To determine the most conserved substitutions for free cysteines in the binding proteins, amino acid sequences were inserted into Phyre2, an online server for protein homology which runs an intensive BLAST search, giving a sequence homology output in FASTA format. Sequences for phosphate binding protein, potassium binding protein, glucose/galactose binding protein, alpha-klotho, and the parathyroid hormone receptor (N-termini) were inserted.
Compared to other binding proteins, alpha-klotho had the most free cysteines, requiring the most substitutions. Interestingly, glucose, potassium, and the parathyroid hormone receptor N-termini had no free cysteines, so only one substitution was made – inserting a cysteine to later bind to a coil. Both glucose and potassium binding proteins had their C-termini trimmed by 23 and 8 amino acids, respectively, a recommendation found in literature. To read more about how we mutated, trimmed, and identified residues for cysteine type immobilization refer to our protocol section.
After substitutions took place, mNeonGreen and mCherry were added to the N- and C- terminis of our binding proteins respectively, to allow for fluorescent detection of biomarkers. With phosphate binding protein, a 2 amino acid glycine-threonine linker was inserted between the fluorophores and binding protein, a recommendation from literature. It is worth noting that the parathyroid hormone receptor and alpha-klotho only have a N- termini fluorophore attached. This is because they are involved in competition type assays, with either PTH or FGF23 tagged with the partner fluorophore. More information on this may be found in our contributions or protocol pages.
Fluorescent binding protein constructs with mutations. Cysteine based substitutions were made after intensive homology searches for five biomarker binding proteins. From top to bottom; phosphate, potassium, glucose, PTH, and FGF23 binding proteins. Fluorophore(s) were added to the N- and C- termini’s. DNA basic and composite part sequences may be found on the ‘parts page’ on this wiki or the Registry of Standard Biological Parts.

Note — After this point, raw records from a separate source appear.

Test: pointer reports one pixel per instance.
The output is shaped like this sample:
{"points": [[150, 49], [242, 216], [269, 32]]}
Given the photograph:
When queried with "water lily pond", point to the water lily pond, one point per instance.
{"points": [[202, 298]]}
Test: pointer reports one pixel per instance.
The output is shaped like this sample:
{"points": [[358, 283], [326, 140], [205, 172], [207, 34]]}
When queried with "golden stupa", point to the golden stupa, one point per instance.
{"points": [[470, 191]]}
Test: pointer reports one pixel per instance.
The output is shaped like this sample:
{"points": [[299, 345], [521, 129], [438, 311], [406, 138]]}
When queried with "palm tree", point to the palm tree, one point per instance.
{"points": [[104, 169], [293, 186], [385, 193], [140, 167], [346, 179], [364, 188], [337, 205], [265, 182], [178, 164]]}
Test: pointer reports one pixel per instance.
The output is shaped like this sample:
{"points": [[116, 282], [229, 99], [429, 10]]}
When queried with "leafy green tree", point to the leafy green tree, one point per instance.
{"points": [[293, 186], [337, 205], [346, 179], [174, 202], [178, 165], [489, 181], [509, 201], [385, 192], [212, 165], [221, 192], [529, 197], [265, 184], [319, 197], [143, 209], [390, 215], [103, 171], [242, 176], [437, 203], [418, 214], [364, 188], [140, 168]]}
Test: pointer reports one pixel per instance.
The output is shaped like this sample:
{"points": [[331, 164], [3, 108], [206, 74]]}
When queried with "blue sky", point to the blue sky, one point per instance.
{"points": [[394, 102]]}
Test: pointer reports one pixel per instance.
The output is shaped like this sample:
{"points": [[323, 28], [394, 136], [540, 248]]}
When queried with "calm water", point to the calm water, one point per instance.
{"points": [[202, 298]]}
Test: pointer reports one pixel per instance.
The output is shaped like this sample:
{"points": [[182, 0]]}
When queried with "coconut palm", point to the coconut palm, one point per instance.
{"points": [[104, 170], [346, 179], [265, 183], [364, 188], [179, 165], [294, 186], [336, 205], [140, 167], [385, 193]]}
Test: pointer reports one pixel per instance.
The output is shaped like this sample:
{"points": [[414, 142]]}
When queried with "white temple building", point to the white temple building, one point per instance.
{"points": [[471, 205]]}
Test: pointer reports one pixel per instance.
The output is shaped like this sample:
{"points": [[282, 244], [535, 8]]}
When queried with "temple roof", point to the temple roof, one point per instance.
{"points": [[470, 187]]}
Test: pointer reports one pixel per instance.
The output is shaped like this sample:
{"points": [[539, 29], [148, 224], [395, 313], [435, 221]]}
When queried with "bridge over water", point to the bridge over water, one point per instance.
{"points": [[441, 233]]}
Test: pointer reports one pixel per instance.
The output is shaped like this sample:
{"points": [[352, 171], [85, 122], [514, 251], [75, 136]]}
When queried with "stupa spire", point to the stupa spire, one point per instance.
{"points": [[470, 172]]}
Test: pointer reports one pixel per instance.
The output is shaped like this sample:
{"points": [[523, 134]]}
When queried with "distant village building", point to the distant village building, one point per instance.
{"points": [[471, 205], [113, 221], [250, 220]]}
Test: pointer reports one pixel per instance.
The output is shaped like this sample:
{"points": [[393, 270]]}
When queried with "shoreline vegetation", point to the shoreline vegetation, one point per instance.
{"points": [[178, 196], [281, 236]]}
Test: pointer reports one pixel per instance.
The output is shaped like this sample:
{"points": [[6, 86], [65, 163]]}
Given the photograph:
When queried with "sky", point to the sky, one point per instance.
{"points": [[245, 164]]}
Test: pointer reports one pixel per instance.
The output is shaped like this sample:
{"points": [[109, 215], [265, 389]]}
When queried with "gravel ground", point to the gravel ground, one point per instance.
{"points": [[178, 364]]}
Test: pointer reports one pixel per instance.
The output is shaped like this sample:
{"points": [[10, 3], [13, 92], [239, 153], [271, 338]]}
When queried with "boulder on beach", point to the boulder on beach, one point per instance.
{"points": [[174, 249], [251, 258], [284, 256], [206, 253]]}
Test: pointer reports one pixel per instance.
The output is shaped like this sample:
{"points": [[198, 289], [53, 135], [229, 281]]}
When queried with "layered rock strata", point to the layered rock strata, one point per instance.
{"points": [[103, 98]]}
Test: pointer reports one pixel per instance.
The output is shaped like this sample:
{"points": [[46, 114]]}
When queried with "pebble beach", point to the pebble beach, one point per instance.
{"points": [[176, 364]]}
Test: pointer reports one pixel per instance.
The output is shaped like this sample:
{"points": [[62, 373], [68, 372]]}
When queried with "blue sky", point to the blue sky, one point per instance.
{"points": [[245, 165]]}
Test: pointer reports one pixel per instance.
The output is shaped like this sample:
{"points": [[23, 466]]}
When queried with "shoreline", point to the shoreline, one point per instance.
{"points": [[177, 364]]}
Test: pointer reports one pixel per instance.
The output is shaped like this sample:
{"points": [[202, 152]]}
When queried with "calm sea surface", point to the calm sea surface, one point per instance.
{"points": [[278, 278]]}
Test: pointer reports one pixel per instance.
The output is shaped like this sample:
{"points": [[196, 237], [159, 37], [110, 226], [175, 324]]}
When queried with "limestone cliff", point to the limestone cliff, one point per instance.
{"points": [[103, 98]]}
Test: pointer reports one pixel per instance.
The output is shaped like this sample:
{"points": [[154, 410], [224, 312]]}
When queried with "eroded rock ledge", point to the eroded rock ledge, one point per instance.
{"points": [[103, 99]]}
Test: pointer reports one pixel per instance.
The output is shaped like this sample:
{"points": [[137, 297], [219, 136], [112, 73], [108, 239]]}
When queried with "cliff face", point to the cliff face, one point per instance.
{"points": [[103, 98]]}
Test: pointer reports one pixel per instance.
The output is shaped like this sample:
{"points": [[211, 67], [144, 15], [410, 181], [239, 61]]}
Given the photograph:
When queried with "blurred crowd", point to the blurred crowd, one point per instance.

The one remaining free cysteine on the surface of the binding protein was placed in a position opposite to the active site and away from the fluorophore tails, as to not interfere with either ligand binding or fluorescent activity. Cysteines were not added to areas of intrinsic disorder, as to avoid a binding that may be uncontrolled in spatial space, and further, avoid hindering protein conformational adjustments. Binding proteins with this cysteine were modelled using PyMOL, a molecular viewing software, to ensure that the substitution and cysteine would face away from the protein, towards solvent, and was free of steric clash. Interestingly, all of our cysteines were mutated onto an alpha helix residue facing towards solvent, regardless of the binding protein.